You can use the NROWS= and NCOLS= options to specify the numbers of rows and columns in a comparative Pareto chart. By default, NROWS=2 and NCOLS=1 for a one-way comparison and NROWS=2 and NCOLS=2 for a two-way comparison. There is no upper limit to the number of rows or columns that you can specify, but in practice the limit is determined by the area of the graphical display. If the numbers of classification variable levels exceed the NROWS= and NCOLS= values, the chart is created on multiple panels or pages.

If the same set of Pareto categories does not occur in each cell of a comparative Pareto chart, the categories are said to be unbalanced. In this case, PROC PARETO uses the following convention to construct the uniform category axis. First, the categories that occur in the key cell are arranged on the category axis from left to right (top to bottom for a horizontal chart) and sorted in decreasing order of frequency, with tied levels arranged in order of their formatted values. The categories not in the key cell are assigned frequencies of 0 in the key cell, and they are arranged at the right (bottom) of the category axis, where they are ordered by their formatted values.

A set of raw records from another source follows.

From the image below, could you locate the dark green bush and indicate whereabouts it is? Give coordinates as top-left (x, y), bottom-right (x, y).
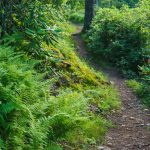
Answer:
top-left (69, 11), bottom-right (84, 24)
top-left (65, 1), bottom-right (84, 24)
top-left (97, 0), bottom-right (139, 8)
top-left (1, 1), bottom-right (61, 58)
top-left (87, 2), bottom-right (150, 77)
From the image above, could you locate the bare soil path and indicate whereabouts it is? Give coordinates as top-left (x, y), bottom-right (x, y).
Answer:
top-left (73, 33), bottom-right (150, 150)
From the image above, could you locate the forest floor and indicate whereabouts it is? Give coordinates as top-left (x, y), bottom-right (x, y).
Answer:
top-left (72, 30), bottom-right (150, 150)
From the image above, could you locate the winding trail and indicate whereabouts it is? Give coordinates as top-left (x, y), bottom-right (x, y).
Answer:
top-left (73, 32), bottom-right (150, 150)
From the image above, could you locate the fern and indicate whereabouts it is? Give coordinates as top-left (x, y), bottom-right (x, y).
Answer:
top-left (0, 21), bottom-right (120, 149)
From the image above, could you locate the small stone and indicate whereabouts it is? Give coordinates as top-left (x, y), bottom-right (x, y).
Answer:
top-left (98, 146), bottom-right (111, 150)
top-left (123, 115), bottom-right (127, 118)
top-left (107, 142), bottom-right (113, 146)
top-left (109, 81), bottom-right (114, 85)
top-left (140, 124), bottom-right (145, 126)
top-left (121, 107), bottom-right (126, 111)
top-left (146, 123), bottom-right (150, 126)
top-left (98, 146), bottom-right (105, 150)
top-left (130, 117), bottom-right (135, 120)
top-left (138, 145), bottom-right (142, 149)
top-left (112, 110), bottom-right (116, 113)
top-left (107, 136), bottom-right (113, 140)
top-left (126, 144), bottom-right (131, 147)
top-left (121, 124), bottom-right (126, 127)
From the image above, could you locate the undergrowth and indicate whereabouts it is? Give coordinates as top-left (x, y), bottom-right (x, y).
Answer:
top-left (0, 23), bottom-right (120, 149)
top-left (126, 80), bottom-right (150, 108)
top-left (69, 10), bottom-right (84, 24)
top-left (66, 1), bottom-right (84, 24)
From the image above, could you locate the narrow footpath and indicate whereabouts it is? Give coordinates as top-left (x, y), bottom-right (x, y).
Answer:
top-left (73, 33), bottom-right (150, 150)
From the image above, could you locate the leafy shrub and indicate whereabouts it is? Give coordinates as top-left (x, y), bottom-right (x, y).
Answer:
top-left (86, 0), bottom-right (150, 107)
top-left (140, 65), bottom-right (150, 83)
top-left (64, 0), bottom-right (84, 24)
top-left (0, 0), bottom-right (84, 57)
top-left (2, 1), bottom-right (61, 58)
top-left (139, 64), bottom-right (150, 107)
top-left (97, 0), bottom-right (139, 8)
top-left (69, 11), bottom-right (84, 24)
top-left (87, 1), bottom-right (150, 77)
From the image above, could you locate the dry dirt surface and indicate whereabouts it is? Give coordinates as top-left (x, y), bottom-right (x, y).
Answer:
top-left (73, 33), bottom-right (150, 150)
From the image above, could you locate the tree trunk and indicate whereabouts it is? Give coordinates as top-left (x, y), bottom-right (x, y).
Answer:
top-left (83, 0), bottom-right (94, 32)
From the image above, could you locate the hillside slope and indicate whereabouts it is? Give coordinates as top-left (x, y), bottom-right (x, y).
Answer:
top-left (0, 23), bottom-right (120, 149)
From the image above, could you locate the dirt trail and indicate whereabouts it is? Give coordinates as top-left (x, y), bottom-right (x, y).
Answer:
top-left (73, 33), bottom-right (150, 150)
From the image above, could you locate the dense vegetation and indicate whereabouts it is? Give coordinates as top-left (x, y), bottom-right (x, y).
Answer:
top-left (97, 0), bottom-right (139, 8)
top-left (0, 40), bottom-right (120, 149)
top-left (0, 0), bottom-right (120, 149)
top-left (68, 0), bottom-right (139, 25)
top-left (86, 0), bottom-right (150, 107)
top-left (0, 0), bottom-right (149, 149)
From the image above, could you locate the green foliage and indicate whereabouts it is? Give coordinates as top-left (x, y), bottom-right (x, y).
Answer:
top-left (87, 1), bottom-right (150, 77)
top-left (126, 80), bottom-right (150, 107)
top-left (97, 0), bottom-right (139, 8)
top-left (69, 11), bottom-right (84, 24)
top-left (65, 0), bottom-right (84, 24)
top-left (66, 0), bottom-right (84, 9)
top-left (1, 1), bottom-right (62, 58)
top-left (140, 65), bottom-right (150, 83)
top-left (0, 29), bottom-right (120, 149)
top-left (0, 0), bottom-right (121, 149)
top-left (126, 80), bottom-right (143, 92)
top-left (0, 0), bottom-right (84, 57)
top-left (86, 0), bottom-right (150, 107)
top-left (0, 46), bottom-right (50, 149)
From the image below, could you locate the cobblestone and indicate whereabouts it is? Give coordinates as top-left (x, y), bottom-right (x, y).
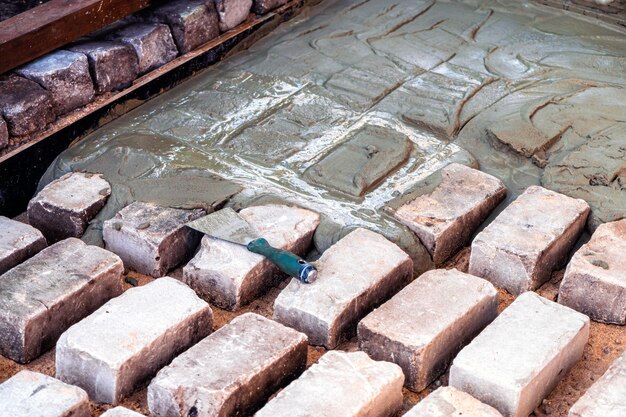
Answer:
top-left (274, 227), bottom-right (412, 348)
top-left (56, 278), bottom-right (213, 404)
top-left (0, 216), bottom-right (46, 275)
top-left (0, 75), bottom-right (55, 136)
top-left (404, 386), bottom-right (504, 417)
top-left (215, 0), bottom-right (252, 32)
top-left (101, 407), bottom-right (146, 417)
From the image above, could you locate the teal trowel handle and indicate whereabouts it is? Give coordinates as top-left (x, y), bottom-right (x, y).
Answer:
top-left (247, 238), bottom-right (318, 283)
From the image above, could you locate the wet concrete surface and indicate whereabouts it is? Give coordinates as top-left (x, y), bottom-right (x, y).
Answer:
top-left (41, 0), bottom-right (625, 269)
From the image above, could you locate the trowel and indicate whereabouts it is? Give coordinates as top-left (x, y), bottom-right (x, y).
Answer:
top-left (186, 207), bottom-right (318, 283)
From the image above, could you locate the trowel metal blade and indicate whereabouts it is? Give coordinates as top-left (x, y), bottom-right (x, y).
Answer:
top-left (186, 207), bottom-right (260, 246)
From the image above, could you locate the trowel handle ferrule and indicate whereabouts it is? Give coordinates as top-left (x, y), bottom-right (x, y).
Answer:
top-left (247, 238), bottom-right (318, 284)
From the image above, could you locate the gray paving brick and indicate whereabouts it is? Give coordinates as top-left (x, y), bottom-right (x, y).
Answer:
top-left (182, 204), bottom-right (319, 310)
top-left (393, 163), bottom-right (506, 264)
top-left (404, 386), bottom-right (504, 417)
top-left (215, 0), bottom-right (252, 32)
top-left (255, 351), bottom-right (404, 417)
top-left (0, 216), bottom-right (46, 275)
top-left (103, 202), bottom-right (204, 277)
top-left (16, 50), bottom-right (95, 115)
top-left (0, 75), bottom-right (55, 137)
top-left (101, 407), bottom-right (146, 417)
top-left (469, 186), bottom-right (589, 295)
top-left (0, 238), bottom-right (123, 363)
top-left (148, 313), bottom-right (307, 417)
top-left (28, 172), bottom-right (111, 242)
top-left (0, 116), bottom-right (7, 149)
top-left (252, 0), bottom-right (288, 14)
top-left (449, 292), bottom-right (590, 417)
top-left (0, 371), bottom-right (90, 417)
top-left (569, 349), bottom-right (626, 417)
top-left (358, 269), bottom-right (498, 391)
top-left (274, 227), bottom-right (413, 348)
top-left (69, 41), bottom-right (138, 94)
top-left (559, 219), bottom-right (626, 324)
top-left (56, 277), bottom-right (213, 404)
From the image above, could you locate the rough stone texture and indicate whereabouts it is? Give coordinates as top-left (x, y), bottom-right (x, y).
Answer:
top-left (101, 407), bottom-right (146, 417)
top-left (69, 41), bottom-right (139, 94)
top-left (256, 351), bottom-right (404, 417)
top-left (251, 0), bottom-right (288, 14)
top-left (358, 269), bottom-right (498, 391)
top-left (0, 216), bottom-right (47, 275)
top-left (148, 313), bottom-right (308, 417)
top-left (304, 124), bottom-right (412, 197)
top-left (0, 238), bottom-right (123, 363)
top-left (28, 172), bottom-right (111, 243)
top-left (0, 370), bottom-right (90, 417)
top-left (103, 202), bottom-right (204, 277)
top-left (182, 204), bottom-right (320, 310)
top-left (0, 75), bottom-right (55, 136)
top-left (274, 227), bottom-right (413, 348)
top-left (393, 163), bottom-right (507, 265)
top-left (56, 277), bottom-right (213, 404)
top-left (15, 50), bottom-right (95, 115)
top-left (404, 386), bottom-right (504, 417)
top-left (568, 349), bottom-right (626, 417)
top-left (147, 0), bottom-right (219, 54)
top-left (0, 116), bottom-right (7, 149)
top-left (468, 185), bottom-right (590, 295)
top-left (215, 0), bottom-right (252, 32)
top-left (449, 292), bottom-right (590, 417)
top-left (108, 23), bottom-right (178, 75)
top-left (558, 219), bottom-right (626, 324)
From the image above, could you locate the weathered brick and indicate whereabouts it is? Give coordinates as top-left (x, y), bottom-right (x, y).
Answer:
top-left (449, 292), bottom-right (590, 417)
top-left (101, 407), bottom-right (146, 417)
top-left (108, 23), bottom-right (178, 75)
top-left (0, 238), bottom-right (123, 363)
top-left (148, 313), bottom-right (307, 417)
top-left (69, 41), bottom-right (139, 94)
top-left (28, 172), bottom-right (111, 242)
top-left (569, 349), bottom-right (626, 417)
top-left (558, 219), bottom-right (626, 324)
top-left (56, 277), bottom-right (213, 404)
top-left (469, 186), bottom-right (589, 295)
top-left (0, 75), bottom-right (55, 136)
top-left (256, 351), bottom-right (404, 417)
top-left (215, 0), bottom-right (252, 32)
top-left (182, 204), bottom-right (320, 310)
top-left (103, 202), bottom-right (204, 277)
top-left (147, 0), bottom-right (219, 54)
top-left (404, 386), bottom-right (504, 417)
top-left (358, 269), bottom-right (498, 391)
top-left (16, 50), bottom-right (95, 115)
top-left (0, 216), bottom-right (47, 275)
top-left (0, 371), bottom-right (90, 417)
top-left (0, 116), bottom-right (8, 149)
top-left (274, 227), bottom-right (413, 349)
top-left (252, 0), bottom-right (288, 14)
top-left (393, 163), bottom-right (507, 264)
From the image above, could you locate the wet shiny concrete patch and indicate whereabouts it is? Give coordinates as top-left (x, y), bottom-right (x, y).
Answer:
top-left (42, 0), bottom-right (626, 269)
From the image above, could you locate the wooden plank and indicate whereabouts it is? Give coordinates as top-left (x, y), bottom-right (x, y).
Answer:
top-left (0, 0), bottom-right (156, 74)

This arrangement is simply a convention of the PARETO procedure and should not be interpreted to mean that one category is more important than another.

Whether the categories in the input data set are balanced or not, the categories in the OUT= data set are always balanced. PROC PARETO balances this data set by assigning values of 0 to the _COUNT_ and _PCT_ variables as necessary.

Unbalanced categories present a special problem when the MAXNCAT= option is used to restrict the number of categories that are displayed on the chart. For example, suppose that you specify MAXNCAT=12 and there are 15 categories in all, 10 of which occur in the key cell. Because there is no unambiguous method for selecting two of the remaining five categories to complete the restricted list, the PARETO procedure reduces the restricted list to the categories that occur in the key cell and displays only those 10 categories. A warning message is issued in the SAS log.